At this time, ornamental trees and shrubs are transplanted. In flower beds (flower beds, borders) you can plant seedlings of daisies, forget-me-nots, viola, calendula and other annuals that are resistant to spring frosts.

Towards the end of the month, you can sow sweet peas, matthiola, whose seedlings tolerate short-term frosts. Then they take care of bulbous perennial early-flowering plants: tulips, hyacinths, daffodils. They should be fed with mineral fertilizers per 1 m 2: urea 20 g, superphosphate 20 g, potassium salt 15 g. Next, the soil around the sprouts that appear should be loosened, and if it is dry, water it.

In the last decade, germinated gladiolus bulbs are planted (distance from each other 10-15 cm, between rows 20-25 cm). Children of gladioli must be planted until mid-April on a compacted grid (3-5-15 cm).

Immediately before planting, the bulbs and babies are recommended to be kept in a solution of potassium permanganate for 20 minutes.

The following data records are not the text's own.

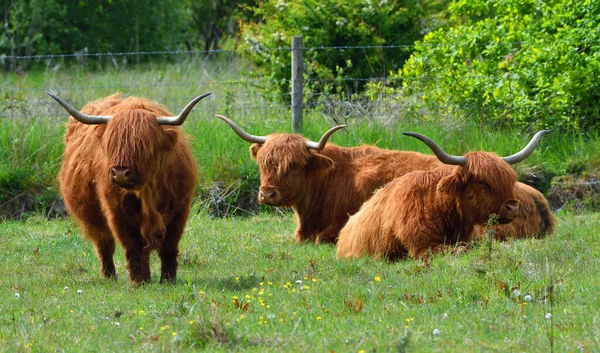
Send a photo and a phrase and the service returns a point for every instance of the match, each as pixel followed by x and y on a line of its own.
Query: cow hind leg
pixel 104 244
pixel 170 249
pixel 138 262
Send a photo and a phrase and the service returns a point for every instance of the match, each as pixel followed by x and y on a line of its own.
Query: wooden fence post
pixel 297 83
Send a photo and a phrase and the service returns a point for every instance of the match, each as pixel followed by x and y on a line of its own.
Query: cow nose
pixel 124 176
pixel 512 207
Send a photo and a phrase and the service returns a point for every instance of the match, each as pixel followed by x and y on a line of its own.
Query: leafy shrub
pixel 332 23
pixel 511 63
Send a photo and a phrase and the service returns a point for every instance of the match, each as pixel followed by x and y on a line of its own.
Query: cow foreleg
pixel 169 250
pixel 104 244
pixel 138 262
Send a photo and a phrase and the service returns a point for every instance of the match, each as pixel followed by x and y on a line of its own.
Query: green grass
pixel 475 299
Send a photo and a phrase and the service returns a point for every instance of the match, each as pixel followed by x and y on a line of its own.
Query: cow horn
pixel 241 133
pixel 79 116
pixel 438 151
pixel 179 119
pixel 319 146
pixel 527 151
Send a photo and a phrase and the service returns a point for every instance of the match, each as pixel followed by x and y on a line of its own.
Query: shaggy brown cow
pixel 535 218
pixel 323 183
pixel 128 175
pixel 426 210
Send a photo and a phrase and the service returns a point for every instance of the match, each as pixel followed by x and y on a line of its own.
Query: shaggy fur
pixel 149 216
pixel 426 210
pixel 535 217
pixel 325 187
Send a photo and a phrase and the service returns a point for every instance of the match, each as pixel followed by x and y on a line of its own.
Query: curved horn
pixel 79 116
pixel 438 151
pixel 319 146
pixel 527 151
pixel 179 119
pixel 241 133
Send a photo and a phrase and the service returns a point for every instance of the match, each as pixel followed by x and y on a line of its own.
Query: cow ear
pixel 450 184
pixel 170 139
pixel 254 149
pixel 319 163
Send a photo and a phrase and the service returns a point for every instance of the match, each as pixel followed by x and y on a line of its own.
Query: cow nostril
pixel 512 207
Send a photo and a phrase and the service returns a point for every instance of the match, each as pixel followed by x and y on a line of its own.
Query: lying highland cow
pixel 128 176
pixel 427 210
pixel 323 183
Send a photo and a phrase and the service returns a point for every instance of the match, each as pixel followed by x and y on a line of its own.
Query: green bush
pixel 511 63
pixel 332 23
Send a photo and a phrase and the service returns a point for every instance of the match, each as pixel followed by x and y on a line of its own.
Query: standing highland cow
pixel 427 210
pixel 323 183
pixel 128 175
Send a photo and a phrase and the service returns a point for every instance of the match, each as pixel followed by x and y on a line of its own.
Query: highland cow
pixel 426 211
pixel 323 183
pixel 128 175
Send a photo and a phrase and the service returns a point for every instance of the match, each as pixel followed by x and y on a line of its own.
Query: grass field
pixel 244 285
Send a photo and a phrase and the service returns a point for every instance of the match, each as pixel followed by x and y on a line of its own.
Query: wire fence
pixel 204 71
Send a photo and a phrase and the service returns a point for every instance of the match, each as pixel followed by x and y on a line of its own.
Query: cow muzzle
pixel 125 177
pixel 508 212
pixel 269 196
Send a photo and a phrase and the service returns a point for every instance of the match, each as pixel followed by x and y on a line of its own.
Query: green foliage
pixel 217 20
pixel 511 63
pixel 326 24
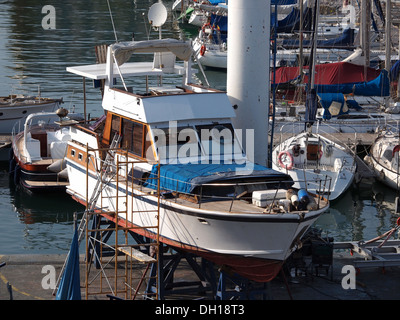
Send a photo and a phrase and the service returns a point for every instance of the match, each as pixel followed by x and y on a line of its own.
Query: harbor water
pixel 34 58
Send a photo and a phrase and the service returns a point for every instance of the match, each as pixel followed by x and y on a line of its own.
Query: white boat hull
pixel 384 161
pixel 13 113
pixel 331 175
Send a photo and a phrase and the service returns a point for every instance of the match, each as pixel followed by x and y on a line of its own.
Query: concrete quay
pixel 27 273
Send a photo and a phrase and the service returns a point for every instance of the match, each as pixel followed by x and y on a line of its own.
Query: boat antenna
pixel 112 20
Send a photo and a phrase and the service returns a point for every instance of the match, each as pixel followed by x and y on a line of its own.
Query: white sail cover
pixel 122 51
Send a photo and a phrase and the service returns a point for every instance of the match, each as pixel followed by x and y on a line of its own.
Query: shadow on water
pixel 362 213
pixel 33 223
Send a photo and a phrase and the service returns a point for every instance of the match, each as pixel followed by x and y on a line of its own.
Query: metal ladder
pixel 108 161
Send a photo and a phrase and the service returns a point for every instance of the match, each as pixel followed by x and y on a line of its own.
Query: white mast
pixel 248 80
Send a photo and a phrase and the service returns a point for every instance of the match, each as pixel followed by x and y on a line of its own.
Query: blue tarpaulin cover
pixel 326 99
pixel 185 177
pixel 380 86
pixel 70 288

Bulbs can be divided into 2-3 parts, depending on the number of sprouts, while treating the wound surface with brilliant green or coal powder. They are planted in a hole up to 10 cm deep with the bottom down or on the edge and even upside down. Gladiolus can be grown in one place for no more than three years, and preferably two.

Among other things, during this period, climatis should be unrolled and specimens with lashes not cut off in autumn should be raised on trellises, dry tips should be cut off, and nitrogen fertilizer should be filled.

In case the perennials in your garden have grown and shredded, it means that it's time to separate them. Cut the edges of the bush with a knife and carefully remove it from the ground. Sprinkle the cuts with charcoal.